BLAST Act Follows Bill to End Taxpayer-Funded Pensions for Congress, andNo Budget, No Pay Act
Senators Rick Scott, R-Fla., and Mike Braun, R-Ind., have introduced a bill to permanently ban former members of Congress from lobbying.
“Rather than serving the public, too many in Washington spend their political careers preparing for a lucrative job at a D.C. lobbying firm where they can cash in on their connections and their access,” Senator Scott said.
“Congress should never serve as a training ground for future lobbyists, and putting an end to the revolving door is a common sense way to make Washington work for families.”
The Banning Lobbying and Safeguarding Trust (BLAST) Act is a companion bill to legislation introduced in the U.S. House by Rep. Trey Hollingsworth, R-Ind., known as H.R.1145.
Senator Scott, the former governor of Florida, defeated Democratic incumbent Bill Nelson last November. Senator Braun defeated Democratic incumbent Joe Donnelly in Indiana.
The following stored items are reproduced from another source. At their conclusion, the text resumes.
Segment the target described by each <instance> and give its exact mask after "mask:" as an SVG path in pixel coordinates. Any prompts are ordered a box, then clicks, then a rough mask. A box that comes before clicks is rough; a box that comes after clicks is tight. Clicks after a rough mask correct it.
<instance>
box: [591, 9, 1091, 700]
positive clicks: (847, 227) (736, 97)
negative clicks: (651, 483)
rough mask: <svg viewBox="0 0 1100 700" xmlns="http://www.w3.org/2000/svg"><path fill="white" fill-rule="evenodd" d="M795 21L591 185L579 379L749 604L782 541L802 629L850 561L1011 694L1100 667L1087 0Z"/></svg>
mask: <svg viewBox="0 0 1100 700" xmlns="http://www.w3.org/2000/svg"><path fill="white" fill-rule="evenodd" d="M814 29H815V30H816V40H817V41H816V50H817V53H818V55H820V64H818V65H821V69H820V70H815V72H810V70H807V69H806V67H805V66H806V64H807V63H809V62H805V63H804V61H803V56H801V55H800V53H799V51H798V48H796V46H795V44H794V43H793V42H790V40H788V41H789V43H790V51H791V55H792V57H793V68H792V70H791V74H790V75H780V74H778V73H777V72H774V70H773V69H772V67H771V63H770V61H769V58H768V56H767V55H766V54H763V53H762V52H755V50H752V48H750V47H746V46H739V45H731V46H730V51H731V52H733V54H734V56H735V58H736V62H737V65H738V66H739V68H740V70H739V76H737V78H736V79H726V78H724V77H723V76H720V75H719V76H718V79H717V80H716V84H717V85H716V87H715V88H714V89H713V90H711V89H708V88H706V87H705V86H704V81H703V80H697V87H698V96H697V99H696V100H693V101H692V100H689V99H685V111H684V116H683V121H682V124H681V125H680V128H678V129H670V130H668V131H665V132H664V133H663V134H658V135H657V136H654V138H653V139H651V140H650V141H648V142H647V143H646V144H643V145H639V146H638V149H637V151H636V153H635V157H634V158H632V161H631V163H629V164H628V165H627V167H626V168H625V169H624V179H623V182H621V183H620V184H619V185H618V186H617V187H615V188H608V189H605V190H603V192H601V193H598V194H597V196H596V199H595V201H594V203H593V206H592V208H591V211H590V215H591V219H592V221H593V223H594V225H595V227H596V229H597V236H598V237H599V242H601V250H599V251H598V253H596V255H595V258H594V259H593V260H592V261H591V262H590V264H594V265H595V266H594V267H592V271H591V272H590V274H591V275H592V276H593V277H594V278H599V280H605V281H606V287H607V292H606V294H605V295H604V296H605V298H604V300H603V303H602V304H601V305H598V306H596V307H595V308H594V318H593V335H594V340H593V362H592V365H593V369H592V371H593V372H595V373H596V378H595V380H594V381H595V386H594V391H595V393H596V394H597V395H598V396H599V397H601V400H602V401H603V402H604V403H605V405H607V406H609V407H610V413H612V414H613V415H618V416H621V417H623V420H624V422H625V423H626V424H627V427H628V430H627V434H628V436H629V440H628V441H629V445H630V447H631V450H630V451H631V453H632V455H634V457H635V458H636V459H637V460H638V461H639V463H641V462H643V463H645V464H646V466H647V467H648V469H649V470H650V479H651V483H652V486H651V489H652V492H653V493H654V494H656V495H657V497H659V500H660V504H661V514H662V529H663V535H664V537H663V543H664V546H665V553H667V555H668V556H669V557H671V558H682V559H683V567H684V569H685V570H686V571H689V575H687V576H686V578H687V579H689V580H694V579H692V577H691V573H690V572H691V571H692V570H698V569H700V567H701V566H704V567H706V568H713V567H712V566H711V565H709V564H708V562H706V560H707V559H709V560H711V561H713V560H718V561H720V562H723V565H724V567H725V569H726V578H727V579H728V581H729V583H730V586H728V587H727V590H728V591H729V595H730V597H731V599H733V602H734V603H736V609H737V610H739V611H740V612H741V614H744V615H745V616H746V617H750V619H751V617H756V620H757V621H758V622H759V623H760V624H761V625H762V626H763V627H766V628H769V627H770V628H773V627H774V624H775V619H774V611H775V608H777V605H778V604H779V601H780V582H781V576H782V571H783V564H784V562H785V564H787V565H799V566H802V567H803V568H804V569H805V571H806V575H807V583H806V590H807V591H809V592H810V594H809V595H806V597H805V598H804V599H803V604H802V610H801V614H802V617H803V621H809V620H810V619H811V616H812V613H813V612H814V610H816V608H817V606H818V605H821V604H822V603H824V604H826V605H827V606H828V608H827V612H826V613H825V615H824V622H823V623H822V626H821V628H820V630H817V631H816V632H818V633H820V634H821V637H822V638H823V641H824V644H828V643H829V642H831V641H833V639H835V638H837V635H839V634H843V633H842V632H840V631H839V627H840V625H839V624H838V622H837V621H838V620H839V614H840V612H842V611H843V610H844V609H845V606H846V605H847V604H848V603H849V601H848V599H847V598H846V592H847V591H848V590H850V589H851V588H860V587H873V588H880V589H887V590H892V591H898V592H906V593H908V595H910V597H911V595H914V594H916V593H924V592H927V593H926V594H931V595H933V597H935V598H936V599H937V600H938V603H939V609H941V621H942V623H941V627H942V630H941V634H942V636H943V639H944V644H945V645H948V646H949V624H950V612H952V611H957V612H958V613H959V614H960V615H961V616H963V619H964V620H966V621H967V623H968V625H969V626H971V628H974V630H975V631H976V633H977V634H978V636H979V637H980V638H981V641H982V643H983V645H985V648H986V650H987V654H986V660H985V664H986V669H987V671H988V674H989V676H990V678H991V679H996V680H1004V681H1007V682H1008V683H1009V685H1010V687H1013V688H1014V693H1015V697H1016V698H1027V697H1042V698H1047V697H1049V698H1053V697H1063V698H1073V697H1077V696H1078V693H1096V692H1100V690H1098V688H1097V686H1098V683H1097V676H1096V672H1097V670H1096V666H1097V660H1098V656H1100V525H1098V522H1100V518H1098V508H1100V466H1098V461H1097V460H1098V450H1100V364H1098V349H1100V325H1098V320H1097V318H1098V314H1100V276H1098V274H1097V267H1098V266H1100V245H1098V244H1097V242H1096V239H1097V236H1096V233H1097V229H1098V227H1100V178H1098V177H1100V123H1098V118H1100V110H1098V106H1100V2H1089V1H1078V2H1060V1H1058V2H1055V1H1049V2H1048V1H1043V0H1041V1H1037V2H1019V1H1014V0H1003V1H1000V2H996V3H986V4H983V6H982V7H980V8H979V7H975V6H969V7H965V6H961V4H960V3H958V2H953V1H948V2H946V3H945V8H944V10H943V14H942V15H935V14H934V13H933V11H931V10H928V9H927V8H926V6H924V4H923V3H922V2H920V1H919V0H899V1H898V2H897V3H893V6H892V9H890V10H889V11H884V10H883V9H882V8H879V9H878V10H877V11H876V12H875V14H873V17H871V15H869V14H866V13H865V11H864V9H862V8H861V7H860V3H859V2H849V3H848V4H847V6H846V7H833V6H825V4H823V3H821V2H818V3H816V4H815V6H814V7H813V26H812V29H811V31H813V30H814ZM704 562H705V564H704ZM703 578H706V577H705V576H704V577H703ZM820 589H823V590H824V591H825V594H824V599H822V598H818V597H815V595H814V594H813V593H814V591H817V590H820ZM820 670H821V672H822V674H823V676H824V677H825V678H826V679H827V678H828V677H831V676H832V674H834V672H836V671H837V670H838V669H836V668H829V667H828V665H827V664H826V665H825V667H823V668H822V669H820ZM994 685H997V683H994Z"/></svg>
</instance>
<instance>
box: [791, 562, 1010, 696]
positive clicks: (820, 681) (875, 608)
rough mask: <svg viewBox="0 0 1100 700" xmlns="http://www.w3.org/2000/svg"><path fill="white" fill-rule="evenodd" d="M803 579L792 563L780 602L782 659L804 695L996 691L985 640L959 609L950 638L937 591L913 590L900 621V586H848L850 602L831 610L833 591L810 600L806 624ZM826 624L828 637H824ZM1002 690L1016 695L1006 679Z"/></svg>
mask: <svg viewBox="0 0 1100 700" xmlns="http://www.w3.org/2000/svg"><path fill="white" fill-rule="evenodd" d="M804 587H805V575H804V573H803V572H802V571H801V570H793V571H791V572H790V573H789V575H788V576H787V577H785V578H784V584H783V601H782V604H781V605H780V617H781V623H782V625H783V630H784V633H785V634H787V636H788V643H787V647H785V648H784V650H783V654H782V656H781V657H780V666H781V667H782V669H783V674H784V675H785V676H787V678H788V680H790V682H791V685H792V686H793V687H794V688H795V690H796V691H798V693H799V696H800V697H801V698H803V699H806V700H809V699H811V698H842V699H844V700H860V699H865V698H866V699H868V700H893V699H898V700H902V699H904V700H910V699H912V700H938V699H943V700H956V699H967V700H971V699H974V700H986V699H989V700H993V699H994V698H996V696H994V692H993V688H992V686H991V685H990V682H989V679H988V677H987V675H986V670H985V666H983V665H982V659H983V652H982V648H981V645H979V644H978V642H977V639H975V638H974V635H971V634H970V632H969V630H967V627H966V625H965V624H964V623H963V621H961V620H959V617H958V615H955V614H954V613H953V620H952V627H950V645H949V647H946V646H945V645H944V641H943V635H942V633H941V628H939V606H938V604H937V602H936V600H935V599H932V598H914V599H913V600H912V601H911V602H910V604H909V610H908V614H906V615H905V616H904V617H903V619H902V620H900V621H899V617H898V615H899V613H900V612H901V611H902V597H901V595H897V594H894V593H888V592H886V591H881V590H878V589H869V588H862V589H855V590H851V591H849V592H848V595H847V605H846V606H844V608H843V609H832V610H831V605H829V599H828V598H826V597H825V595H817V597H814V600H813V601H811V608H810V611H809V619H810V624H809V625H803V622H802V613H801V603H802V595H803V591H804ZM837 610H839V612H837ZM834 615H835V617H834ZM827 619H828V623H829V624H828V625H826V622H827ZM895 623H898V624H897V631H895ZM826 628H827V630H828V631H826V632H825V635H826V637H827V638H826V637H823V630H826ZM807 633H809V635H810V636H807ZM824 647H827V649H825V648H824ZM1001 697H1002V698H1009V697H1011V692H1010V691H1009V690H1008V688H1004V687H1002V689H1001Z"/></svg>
The two freshmen senators were both closely aligned with President Donald J. Trump during the 2018 campaign, and have teamed up to further the “drain the swamp” agenda.
Earlier in February, the duo introduced legislation that would end taxpayer-funded congressional pensions. The End Plush Retirements Act would still allow members to continue using the Thrift Savings Plan (TSP).
TSP is the government equivalent to a 401(k).
Senate Braun has refused to accept his pension from the U.S. Senate. In the event rules force him to do so, he has pledged to donate “every penny to Hoosier charities.”
“One of the reasons I left the private sector for Washington was to help President Trump drain the swamp and we can accomplish this by permanently banning Congressmen and Senators from lobbying Capitol Hill,” Senator Braun said.
During the shutdown, they co-sponsored Senate Bill 39, also known as the No Budget, No Pay Act. It freezes pay for lawmakers in D.C. in the even the failure to pass a budget leads to a government shutdown.
“Together we can end the revolving door of career politicians coming to Washington, spending time in Congress, then enriching themselves from their service to the American people,” Senator Braun added.